Gleichzeitig steigen auch die eigentlichen Produktionskosten für besagte AAA-Titel. „Als Daumenregel lässt sich aufstellen, dass das Marketingbudget eines AAA-Titels etwa 75 bis 100 Prozent der Entwicklungskosten entspricht“, schreibt der Games-Experte Raph Koster in einem Gastbeitrag auf Venturebeat.com.
Für Spielefirmen kann es sich also durchaus lohnen, UGC-Werkzeuge in ihre Games einzubauen. Im besten Fall werden die Games dadurch zu Dauerbrennern wie „Minecraft“ oder „Roblox“ – inklusive umfangreicher Social-Media-Berichterstattung.

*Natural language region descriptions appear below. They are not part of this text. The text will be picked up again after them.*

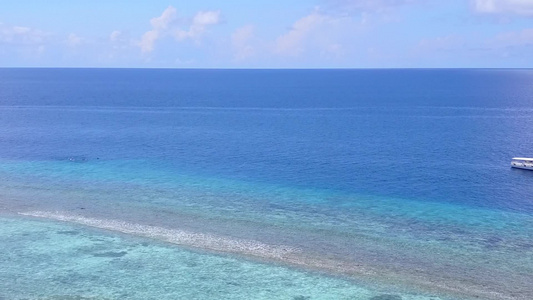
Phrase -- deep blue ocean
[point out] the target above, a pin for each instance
(265, 184)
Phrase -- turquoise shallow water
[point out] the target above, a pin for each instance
(47, 260)
(430, 248)
(370, 184)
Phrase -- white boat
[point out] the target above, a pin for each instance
(522, 163)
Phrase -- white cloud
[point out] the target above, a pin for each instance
(73, 40)
(20, 35)
(518, 7)
(167, 17)
(167, 25)
(369, 5)
(199, 24)
(159, 25)
(148, 40)
(115, 36)
(292, 43)
(241, 42)
(514, 38)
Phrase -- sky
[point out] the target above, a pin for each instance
(267, 33)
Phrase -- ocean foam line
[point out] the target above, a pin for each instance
(175, 236)
(288, 254)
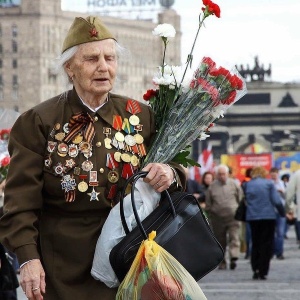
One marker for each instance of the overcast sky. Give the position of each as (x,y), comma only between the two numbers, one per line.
(267,28)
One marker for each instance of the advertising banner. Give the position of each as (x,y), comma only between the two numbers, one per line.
(239,163)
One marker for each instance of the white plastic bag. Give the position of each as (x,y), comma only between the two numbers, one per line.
(146,199)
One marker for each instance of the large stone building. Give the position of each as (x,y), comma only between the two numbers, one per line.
(31,36)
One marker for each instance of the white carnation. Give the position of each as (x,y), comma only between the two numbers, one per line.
(164,30)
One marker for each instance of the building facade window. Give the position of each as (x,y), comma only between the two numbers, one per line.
(14,63)
(15,93)
(14,31)
(15,46)
(15,80)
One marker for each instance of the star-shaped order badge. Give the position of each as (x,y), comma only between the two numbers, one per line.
(94,195)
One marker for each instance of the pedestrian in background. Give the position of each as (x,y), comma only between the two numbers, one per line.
(206,180)
(222,199)
(262,197)
(293,201)
(280,220)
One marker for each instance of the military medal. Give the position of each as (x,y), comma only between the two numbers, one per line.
(127,171)
(117,156)
(113,176)
(93,195)
(107,140)
(82,186)
(134,160)
(134,108)
(66,128)
(125,157)
(138,138)
(60,136)
(77,139)
(68,183)
(127,127)
(73,150)
(63,149)
(130,140)
(87,166)
(70,163)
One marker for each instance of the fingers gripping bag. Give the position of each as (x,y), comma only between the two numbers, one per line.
(156,275)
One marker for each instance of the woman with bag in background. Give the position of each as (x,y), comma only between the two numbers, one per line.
(262,198)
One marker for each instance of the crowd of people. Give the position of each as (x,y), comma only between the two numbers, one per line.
(271,207)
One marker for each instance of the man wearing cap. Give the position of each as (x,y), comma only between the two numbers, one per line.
(63,181)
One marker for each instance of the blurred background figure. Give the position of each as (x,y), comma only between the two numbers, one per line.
(292,202)
(206,180)
(262,197)
(280,226)
(245,227)
(192,186)
(222,199)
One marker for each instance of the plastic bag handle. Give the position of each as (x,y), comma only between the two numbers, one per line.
(134,178)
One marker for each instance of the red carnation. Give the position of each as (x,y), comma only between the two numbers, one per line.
(149,94)
(5,161)
(211,8)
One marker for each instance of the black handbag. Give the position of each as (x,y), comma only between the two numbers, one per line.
(8,277)
(240,213)
(181,228)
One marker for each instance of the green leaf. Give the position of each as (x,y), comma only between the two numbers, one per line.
(183,158)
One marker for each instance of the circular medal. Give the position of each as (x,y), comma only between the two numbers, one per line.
(82,186)
(57,126)
(62,148)
(138,138)
(130,140)
(117,156)
(125,157)
(60,136)
(134,120)
(85,147)
(87,165)
(113,176)
(66,128)
(119,136)
(77,139)
(134,160)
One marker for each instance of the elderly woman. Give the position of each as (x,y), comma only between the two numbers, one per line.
(70,156)
(262,199)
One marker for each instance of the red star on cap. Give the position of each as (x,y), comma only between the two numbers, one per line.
(93,32)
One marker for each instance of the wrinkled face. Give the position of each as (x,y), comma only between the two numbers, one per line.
(93,68)
(222,175)
(208,179)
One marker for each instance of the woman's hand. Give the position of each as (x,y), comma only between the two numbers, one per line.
(160,176)
(32,280)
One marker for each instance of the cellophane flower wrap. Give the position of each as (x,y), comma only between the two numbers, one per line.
(211,92)
(156,275)
(186,108)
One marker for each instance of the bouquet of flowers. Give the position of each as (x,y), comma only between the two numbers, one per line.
(4,156)
(185,110)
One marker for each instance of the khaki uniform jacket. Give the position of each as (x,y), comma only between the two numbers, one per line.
(37,221)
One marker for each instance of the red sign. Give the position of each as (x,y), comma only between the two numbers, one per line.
(239,163)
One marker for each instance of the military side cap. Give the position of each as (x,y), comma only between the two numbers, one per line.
(86,30)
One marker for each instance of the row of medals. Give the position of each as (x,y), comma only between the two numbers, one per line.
(120,142)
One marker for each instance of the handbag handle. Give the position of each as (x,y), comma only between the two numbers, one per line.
(134,178)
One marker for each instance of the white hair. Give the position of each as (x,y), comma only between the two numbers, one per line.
(222,166)
(63,58)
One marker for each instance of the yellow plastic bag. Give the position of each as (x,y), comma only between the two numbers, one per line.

Auch für den Spielebaukasten „Dreams“ läuft es sehr gut: Seit dem Start im April hat es mehr als 100 000 Nutzer gewonnen. Das ist eine ganze Menge, wenn man bedenkt, dass „Dreams“ derzeit nur als unfertige Vorab-Version („Creator Early Access“) existiert und noch keine handlungsbasierte Kampagne, sondern nur den Editor bietet.
Das britische, zu Sony gehörende Entwicklerstudio Media Molecule („LittleBigPlanet 1–3) hat sich für „Dreams“ ein ehrgeiziges Ziel gesetzt: Mit dem Editor sollen User wirklich jedes Game erschaffen können. Ähnlich wie „SMM2“ setzt „Dreams“ auf das Teilen und Remixen nutzergenerierter Inhalte: Im sogenannten Dreamiverse können Spieler nicht nur ganze Spiele, sondern auch einzelne Elemente (Figuren, Landschaftsteile, Sounds etc.) zur Verfügung stellen. Der Einstieg ins Level-Design ist anspruchsvoller als bei „SMM2“. Was natürlich auch daran liegt, dass „Dreams“ viel mehr Möglichkeiten bietet – etwa einen Freihandmodus und organisch wirkende 3-D-Landschaften.
Kreativität und Detailverliebtheit sorgen bei nutzergenerierten Inhalten immer wieder auch für Staunen. Besonders beeindruckend ist die Leistung des offenbar erst 14-jährigen Users „Claptrap9“: Dieser baute „SMM2“ mithilfe von „LittleBigPlanet 3“ nach: ein Level-Editor im Level-Editor sozusagen. Und ein strahlender Beweis für die Kraft von User-Generated Content.